We demonstrate an unexpected connection between isotropic turbulence and wall-bounded shear flows. We perform direct numerical simulations of isotropic turbulence forced at large scales at moderate Reynolds numbers and observe sudden transitions from a chaotic dynamics to a spatially simple flow, analogous to the laminar state in wall bounded shear flows. We find that the survival probabilities of turbulence are exponential and the typical lifetimes increase superexponentially with the Reynolds number. Our results suggest that both isotropic turbulence and wall-bounded shear flows qualitatively share the same phase-space dynamics.

Figure 1

Time evolution of the total energy $E(t)$ and the energy content of the small scales $E^{\prime }(t)$ for $\mathrm{Re}=76.86$ normalized by the initial energy $E_0$. Time is given in units of initial large eddy turnover time $t_0=L/U$, where $U$ is the initial rms velocity and $L$ the initial integral scale.
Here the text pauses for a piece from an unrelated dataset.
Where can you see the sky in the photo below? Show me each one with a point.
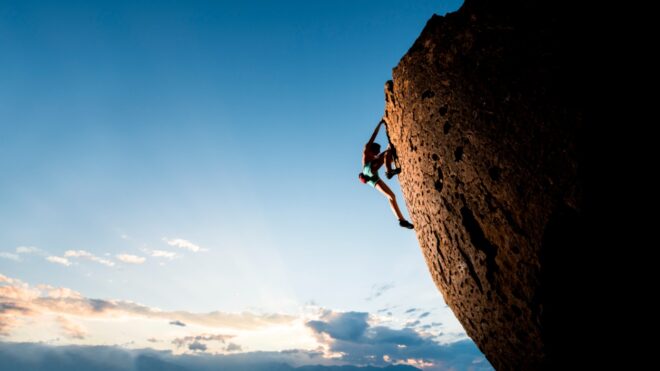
(182, 176)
The point around $t/t_0\approx 240$ when $E^{\prime }(t)$ vanishes and the total energy becomes constant marks the onset of the self-organized state as discussed in the main text.

Figure 2

Survival probability as a function of the dimensionless time $t/t_0$ from the beginning of a simulation.

Figure 3

Reynolds number dependence of the escape rate $t_0/\tau$. The red (gray) line is a two-parameter fit of the expression $t_0/\tau (\mathrm{Re})=0.064\exp [-\exp (a+b\mathrm{Re})]$, the black line is a two-parameter fit of the expression $t_0/\tau (\mathrm{Re})=\exp [a^{\prime }-(b^{\prime }\mathrm{Re}{)}^{5.6}])$, the dash-dotted line is a fit of an exponential, and the faint dotted line is a fit of a linear dependence of $t_0/\tau$ on Reynolds number.

Figure 4

Phase portrait $E_2$ vs $E_1$ for $\mathrm{Re}=76.86$. Each point corresponds to a particular moment in time. All energies are scaled with the initial total kinetic energy $E_0$. Inset: enlargement of the turbulent region of the main graph showing that the dynamics is organized by several points in phase space suggestive of unstable exact solutions.